I soon discovered that if there are goods to be had in the world, they can be found on taobao. English language books, which previously required a hefty trek out to the big English language bookstore in Chaoyang, could now be purchased, both new and secondhand, on taobao. Current American magazines, stuff like Newsweek or People or Parenting, I could stock up on each month. Even food — comfort food like Macaroni and cheese or Mexican salsa — were only a click away. I even got ambitious with my taobao purchases, buying a pair of shoes, a walker for my son, and finally, a new computer. And while a lot of people are, perhaps rightfully, wary of shopping on the internet, I can truly say that I’ve never been ripped off, and that everything I’ve purchased has come in basically the condition it was promised. I have never had reason to give a bad review to any seller.

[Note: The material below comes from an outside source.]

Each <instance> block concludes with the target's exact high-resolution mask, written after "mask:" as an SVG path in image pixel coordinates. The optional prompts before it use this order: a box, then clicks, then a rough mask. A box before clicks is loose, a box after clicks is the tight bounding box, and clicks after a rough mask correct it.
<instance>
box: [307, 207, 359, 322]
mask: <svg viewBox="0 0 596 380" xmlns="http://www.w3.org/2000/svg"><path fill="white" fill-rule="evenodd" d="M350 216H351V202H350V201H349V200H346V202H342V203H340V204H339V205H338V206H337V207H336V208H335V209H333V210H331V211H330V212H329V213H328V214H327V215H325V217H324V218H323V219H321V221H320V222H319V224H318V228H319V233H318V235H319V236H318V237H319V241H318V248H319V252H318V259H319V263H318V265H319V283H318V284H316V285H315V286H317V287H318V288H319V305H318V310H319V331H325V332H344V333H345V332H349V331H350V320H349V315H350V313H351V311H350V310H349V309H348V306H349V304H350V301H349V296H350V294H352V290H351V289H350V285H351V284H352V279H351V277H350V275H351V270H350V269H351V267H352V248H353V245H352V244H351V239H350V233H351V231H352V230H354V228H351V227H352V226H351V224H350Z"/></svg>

I’m grateful for this, because the sellers are often brutal in response to people who give a “poor” or even a “fair,” often “outing” them publicly by posting their home phone number and address and advising other sellers to never do business with these idiots who would dare express their displeasure over an internet transaction gone wrong. Sometimes, just for kicks, I’ll check out the seller reviews and deliberately click on the “poor” reviews just for the drama of it all. These people are worse than parenting boards, and that’s saying a lot. While I don’t really begrudge people the right to complain if they think they’ve been ripped off, a lot of buyers on taobao do seem to have unrealistic expectations about what they’re going to be getting for their 50RMB. And some people are just plain stupid. I’d be legitimately cheesed off if I was a seller and I got a “fair” with the accompanying comment saying “great seller, I’d shop here next time!”
Suffice to say, online shopping has become a major vice of mine, but one that has made living in a country like China a lot more manageable. One of my main complaints previously was being cut off from things like good books and salsa con queso, and now that complaint is no longer valid. Now if only the internet could deliver say, my little brother directly to my doorstep, I’d probably be happy to stay here forever.